His words cut to the heart of a dilemma that has plagued Chinese television for the better part of a decade.
During this time, the formula of "a top-tier big star and popular IP" was regarded as the key to wealth in the film and television industry, but this reasoning is now collapsing.
In the past two years, many dramas starring big-name celebrities have suffered from disastrous ratings, with their Douban scores falling below the passing line, forming a sharp contrast with their high production and marketing costs.
Amid the impact of diverse entertainment forms such as short videos, the core competitiveness of long-form dramas has become irreplaceable narrative depth and emotional richness rather than celebrity gimmicks.
Zhu Xinmei, director of the Institute of International Communication at the Development Research Center of the NRTA, told the Global Times on Monday that the vigorous development of short videos, or micro-short dramas, a segmented industry supported purely by stories rather than popular stars or big productions, fully demonstrates the collapse of the "popular star myth."
"Actors who artificially create online traffic on social media but lack real ability will be eliminated by the market more quickly," she added.
In addition, the serious homogenization of current long-form dramas stems largely from platforms' "algorithm anxiety."
Historical dramas pile onto the same "romance plus power struggles" template; modern series recycle the same CEO-and-sweetheart dynamics; mystery dramas chase twist after twist until audiences are exhausted by predictability.
The result is that when a certain genre becomes popular, everyone rushes to follow; when a certain character set succeeds, all scripts lean in that direction. This "speculative creation" deprives creators of their imagination and ignores the diversity of audience aesthetics.
"Under this market logic, a writer's originality is often sacrificed for commercially calculated data metrics. Naturally, good stories become scarce," Shi Wenxue, a Beijing-based industry observer, told the Global Times.

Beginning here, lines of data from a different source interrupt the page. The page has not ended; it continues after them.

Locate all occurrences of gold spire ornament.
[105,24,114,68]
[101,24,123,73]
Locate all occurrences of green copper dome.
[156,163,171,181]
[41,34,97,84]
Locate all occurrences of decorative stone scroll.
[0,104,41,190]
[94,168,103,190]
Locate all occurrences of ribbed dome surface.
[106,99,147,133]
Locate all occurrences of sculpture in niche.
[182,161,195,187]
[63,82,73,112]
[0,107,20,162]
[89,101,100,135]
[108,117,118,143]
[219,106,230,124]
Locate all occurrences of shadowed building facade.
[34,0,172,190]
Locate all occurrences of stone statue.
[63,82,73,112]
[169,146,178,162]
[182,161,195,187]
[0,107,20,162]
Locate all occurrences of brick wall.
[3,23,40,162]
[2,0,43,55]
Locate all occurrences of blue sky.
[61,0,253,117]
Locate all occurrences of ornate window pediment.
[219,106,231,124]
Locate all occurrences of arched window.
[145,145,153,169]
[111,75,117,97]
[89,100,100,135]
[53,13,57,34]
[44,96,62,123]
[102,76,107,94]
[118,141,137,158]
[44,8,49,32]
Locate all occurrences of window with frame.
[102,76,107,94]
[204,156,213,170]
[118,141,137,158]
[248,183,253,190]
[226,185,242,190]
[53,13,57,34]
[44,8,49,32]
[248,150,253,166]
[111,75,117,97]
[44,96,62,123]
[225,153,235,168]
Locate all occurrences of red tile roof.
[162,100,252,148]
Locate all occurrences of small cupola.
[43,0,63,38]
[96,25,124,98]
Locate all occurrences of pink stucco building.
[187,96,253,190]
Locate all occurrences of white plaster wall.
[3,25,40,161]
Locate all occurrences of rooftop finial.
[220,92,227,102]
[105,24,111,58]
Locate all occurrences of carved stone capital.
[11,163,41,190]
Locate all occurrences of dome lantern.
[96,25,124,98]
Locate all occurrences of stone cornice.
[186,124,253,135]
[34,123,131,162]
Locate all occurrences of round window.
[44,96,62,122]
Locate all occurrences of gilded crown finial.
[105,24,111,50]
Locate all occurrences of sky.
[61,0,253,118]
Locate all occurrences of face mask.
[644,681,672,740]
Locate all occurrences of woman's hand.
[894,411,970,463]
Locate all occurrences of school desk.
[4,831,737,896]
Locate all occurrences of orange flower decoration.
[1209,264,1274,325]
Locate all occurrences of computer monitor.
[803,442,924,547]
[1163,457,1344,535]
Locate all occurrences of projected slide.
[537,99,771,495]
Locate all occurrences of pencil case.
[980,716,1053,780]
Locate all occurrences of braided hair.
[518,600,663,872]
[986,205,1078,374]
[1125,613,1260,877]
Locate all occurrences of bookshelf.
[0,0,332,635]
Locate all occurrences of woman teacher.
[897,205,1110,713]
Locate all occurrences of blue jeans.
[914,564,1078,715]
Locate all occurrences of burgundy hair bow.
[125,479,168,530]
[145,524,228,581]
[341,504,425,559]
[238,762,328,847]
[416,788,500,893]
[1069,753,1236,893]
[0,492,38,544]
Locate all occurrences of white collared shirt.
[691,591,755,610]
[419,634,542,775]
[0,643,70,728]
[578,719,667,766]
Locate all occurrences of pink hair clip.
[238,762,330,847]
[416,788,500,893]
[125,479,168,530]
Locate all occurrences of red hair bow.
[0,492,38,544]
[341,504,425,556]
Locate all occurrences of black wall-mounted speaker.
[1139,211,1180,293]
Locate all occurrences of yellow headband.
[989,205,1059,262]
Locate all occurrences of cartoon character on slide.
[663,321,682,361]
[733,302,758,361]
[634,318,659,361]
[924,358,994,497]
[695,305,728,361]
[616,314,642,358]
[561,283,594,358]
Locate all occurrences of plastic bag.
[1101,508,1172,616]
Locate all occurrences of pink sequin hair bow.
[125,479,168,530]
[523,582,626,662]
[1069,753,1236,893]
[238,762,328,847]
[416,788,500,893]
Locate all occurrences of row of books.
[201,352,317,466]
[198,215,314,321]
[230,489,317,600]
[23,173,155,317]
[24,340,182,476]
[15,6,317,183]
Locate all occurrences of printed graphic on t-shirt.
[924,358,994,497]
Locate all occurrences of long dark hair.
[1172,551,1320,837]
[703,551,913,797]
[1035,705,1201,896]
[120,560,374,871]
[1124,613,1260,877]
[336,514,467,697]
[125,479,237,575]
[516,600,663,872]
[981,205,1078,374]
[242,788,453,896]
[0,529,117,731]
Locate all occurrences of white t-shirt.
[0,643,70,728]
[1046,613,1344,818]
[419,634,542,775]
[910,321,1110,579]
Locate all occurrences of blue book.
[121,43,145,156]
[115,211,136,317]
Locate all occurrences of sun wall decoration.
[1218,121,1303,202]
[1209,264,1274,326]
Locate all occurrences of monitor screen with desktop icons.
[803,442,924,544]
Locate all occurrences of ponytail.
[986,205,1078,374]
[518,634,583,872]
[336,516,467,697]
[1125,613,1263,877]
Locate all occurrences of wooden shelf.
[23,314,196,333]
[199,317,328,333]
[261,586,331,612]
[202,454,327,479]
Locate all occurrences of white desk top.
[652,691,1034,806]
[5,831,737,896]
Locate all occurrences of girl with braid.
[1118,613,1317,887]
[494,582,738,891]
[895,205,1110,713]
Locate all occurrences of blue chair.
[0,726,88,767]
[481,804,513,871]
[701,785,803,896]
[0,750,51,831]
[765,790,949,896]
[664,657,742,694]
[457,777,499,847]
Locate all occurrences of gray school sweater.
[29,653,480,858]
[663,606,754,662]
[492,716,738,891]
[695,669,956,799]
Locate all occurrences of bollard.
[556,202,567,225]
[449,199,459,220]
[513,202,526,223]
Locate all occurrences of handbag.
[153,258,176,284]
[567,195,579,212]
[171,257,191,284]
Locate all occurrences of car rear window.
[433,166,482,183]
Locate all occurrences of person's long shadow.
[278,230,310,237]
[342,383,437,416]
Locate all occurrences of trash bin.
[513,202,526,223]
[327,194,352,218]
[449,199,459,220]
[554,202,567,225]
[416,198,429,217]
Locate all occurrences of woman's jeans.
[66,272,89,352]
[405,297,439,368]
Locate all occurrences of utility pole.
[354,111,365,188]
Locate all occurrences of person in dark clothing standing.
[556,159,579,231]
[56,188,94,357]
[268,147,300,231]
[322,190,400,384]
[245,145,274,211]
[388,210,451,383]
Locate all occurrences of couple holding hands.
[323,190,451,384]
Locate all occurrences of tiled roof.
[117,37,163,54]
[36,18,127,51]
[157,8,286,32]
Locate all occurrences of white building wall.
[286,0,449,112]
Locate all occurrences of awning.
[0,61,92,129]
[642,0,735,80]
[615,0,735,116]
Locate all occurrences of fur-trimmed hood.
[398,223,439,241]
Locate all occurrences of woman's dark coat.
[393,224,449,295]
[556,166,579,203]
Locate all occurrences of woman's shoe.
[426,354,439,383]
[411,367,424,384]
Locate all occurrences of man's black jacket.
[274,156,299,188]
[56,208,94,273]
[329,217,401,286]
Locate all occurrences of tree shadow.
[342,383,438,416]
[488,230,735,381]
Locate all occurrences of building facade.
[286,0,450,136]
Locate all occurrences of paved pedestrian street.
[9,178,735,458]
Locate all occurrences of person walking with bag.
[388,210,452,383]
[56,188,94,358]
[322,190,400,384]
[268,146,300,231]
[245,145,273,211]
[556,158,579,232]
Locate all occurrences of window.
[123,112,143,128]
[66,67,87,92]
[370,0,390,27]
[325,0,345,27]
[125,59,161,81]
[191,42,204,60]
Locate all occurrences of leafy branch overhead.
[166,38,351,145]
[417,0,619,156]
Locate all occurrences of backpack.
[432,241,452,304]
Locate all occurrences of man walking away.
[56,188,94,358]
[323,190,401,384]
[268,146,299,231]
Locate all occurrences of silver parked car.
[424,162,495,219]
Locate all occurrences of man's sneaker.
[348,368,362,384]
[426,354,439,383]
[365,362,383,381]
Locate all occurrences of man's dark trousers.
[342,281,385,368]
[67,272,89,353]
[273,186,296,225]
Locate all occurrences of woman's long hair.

He added that platforms rely on user portraits and click data to reverse-engineer creations, but they fail to realize that audiences themselves often cannot predict what they will love. A truly good work creates demand rather than catering to it.
The success of works such as Three-Body and The Long Season have proven that content that dares to break conventions and not blindly follow data can instead gain a greater market response.
Beyond abandoning traffic and algorithm worship, regulating one's behavior and upholding both moral integrity and artistic excellence are the foundation of an actor's career and a red line in the industry.
At the conference, Feng also raised concerns about the inappropriate behaviors of actors, including bringing luxury caravans to film sets, a large entourage of assistants, online fan conflicts triggered by disputes over billing order.
When actors put themselves on a pedestal, they lose the ability to observe, experience and become ordinary people. Yet the classic roles remembered by audiences are often born from actors' immersion in life.
Feng sent a sincere message to actors at the conference: "Actors should aspire to leave good works, not to make big money. If you always want to make a quick buck while being famous and popular, your realm will drop, and after a short period of glitz, you will face endless loss and pain."
In an era of capital hustle and the pursuit of online traffic, "making a quick buck while the iron is hot" seems to have become an unspoken rule of the industry.
But history has repeatedly proven that only those actors who regard creation as a belief and audiences as bosom friends can stand the test of time and leave truly memorable works.
Salary figures and the number of hot searches will fade away, but good works speak for themselves. As Zhu said, when more actors and production teams aspire to "leave good works" that can strike a chord with audience's values and offer something meaningful in return can Chinese dramas truly win respect.